The years have passed, and sadly I have lost touch with my lunchtime buddies but the memory of this dish still remains. I found this recipe online and it came very close to what my friend used to have in lunchbox.

Oil (I use coconut oil) 2 tablespoons
Garlic, minced 2 cloves
Onion, minced 1 whole
Cumin, ground 1 teaspoon
Coriander, ground 1 teaspoon
Oregano, ground 1 teaspoon
Chili powder or cayenne 1 teaspoon
Bay Leaves 2 pieces
Ground Beef 250 grams
Crushed Tomatoes 500 grams
Red kidney beans 200 grams, soaked overnight
White beans 200 grams, soaked overnight
Chicken Stock 1 liter
Corn Kernels, canned, drained 100 grams
Salt, Pepper to taste
Cheese, grated for garnish
Heat oil in a pot over medium heat, add in minced onions, saute until translucent. Add in the garlic and cook until fragrant. Add beef and the spices. Cook until beef is no longer pink about 5 minutes.
Add in the soaked beans and the crushed tomatoes. Cover with chicken stock and cook until beans are tender, this can take from 30-45 minutes.
When beans are tender add the corn kernels and season with salt and pepper. I prefer to cook it further until the liquid is reduced. Serve hot. Top with grated cheese and parsley.

Tuesday, February 1, 2011

Birthday Girl!

Today is the first day of February and it's also my baby sister's 18th birthday! I could still remember when my mom had her labor pains and I was in the car with them rushing to the hospital--I was praying so hard that my baby sister wouldn't be in such a rush to come out and be born inside the car! Now she is way taller than me and puts make-up more than I do but she still remains the baby in the family, Happy Birthday Myc!

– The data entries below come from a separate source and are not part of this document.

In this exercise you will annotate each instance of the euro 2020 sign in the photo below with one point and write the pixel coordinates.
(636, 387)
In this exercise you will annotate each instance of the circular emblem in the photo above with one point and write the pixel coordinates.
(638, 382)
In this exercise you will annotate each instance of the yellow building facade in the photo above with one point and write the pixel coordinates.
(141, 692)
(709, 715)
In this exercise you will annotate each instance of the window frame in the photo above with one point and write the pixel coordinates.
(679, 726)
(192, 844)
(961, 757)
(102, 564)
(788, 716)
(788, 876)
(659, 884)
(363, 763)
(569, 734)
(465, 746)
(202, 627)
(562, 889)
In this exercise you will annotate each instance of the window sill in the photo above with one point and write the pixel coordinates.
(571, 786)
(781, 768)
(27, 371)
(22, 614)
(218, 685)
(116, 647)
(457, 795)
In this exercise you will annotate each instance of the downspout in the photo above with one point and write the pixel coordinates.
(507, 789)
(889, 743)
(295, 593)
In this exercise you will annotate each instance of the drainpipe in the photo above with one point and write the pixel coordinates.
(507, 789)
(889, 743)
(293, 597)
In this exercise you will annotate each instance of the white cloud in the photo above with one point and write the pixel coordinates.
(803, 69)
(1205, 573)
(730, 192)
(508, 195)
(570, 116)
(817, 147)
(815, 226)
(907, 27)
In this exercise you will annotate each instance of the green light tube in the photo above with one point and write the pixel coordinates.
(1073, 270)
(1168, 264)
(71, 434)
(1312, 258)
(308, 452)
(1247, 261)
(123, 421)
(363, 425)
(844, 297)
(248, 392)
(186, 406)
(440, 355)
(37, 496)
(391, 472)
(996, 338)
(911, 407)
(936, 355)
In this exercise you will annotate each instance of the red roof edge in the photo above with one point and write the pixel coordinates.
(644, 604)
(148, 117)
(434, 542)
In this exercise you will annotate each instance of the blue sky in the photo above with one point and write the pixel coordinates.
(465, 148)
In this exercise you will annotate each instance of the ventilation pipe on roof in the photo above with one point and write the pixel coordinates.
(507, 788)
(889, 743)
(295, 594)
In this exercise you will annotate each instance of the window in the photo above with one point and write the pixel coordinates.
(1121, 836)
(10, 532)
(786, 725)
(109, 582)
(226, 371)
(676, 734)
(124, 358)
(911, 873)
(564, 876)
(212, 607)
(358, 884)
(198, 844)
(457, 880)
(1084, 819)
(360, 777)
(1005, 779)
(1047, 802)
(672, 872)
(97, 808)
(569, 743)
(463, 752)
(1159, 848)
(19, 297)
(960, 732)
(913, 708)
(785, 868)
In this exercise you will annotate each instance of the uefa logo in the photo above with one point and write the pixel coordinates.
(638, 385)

I decided to make an entremet with coffee mousse cake. I used hazelnut flour instead of almond flour and I think I like it better, it makes a nice background for the Happy 18th birthday. The recipe for the joconde imprime can be found here.

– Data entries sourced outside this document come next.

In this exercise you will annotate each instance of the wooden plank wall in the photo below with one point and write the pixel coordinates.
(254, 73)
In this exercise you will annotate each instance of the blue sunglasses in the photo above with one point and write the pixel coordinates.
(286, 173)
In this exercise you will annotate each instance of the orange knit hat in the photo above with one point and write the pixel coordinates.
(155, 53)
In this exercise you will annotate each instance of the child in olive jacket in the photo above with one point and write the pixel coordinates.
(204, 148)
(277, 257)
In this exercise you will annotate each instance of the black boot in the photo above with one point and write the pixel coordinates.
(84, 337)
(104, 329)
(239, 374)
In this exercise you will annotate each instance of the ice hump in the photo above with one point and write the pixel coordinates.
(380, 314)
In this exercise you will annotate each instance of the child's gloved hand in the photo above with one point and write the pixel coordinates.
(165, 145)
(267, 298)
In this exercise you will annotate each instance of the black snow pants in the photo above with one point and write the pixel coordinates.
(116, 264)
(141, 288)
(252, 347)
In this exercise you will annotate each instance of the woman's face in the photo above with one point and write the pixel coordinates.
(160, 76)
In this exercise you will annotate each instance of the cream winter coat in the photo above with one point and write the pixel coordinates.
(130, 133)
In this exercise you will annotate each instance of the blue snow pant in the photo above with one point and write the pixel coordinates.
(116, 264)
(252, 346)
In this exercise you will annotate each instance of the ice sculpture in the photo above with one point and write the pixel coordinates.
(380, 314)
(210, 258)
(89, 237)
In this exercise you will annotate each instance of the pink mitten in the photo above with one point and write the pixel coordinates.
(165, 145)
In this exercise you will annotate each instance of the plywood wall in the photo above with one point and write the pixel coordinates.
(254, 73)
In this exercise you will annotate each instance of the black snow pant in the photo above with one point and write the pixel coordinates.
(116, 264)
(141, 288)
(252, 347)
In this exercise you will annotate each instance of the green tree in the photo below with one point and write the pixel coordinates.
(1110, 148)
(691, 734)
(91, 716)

All-purpose Cream 2 x 250 ml box
Unflavored Gelatine 2 x 10 gr packet
Water 1/2 cup
Refined Sugar 1/2 cup
Espresso 1/4 cup

Dissolve gelatine in cold water, leave to bloom for about 5 minutes. Microwave for one minute, set aside. With the whip attachment of your mixer, beat cream and sugar together until sugar is dissolved. Slowly pour in coffee and gelatine. Whip until cream is double in volume. Pour on prepared joconde imprime. Refrigerate overnight.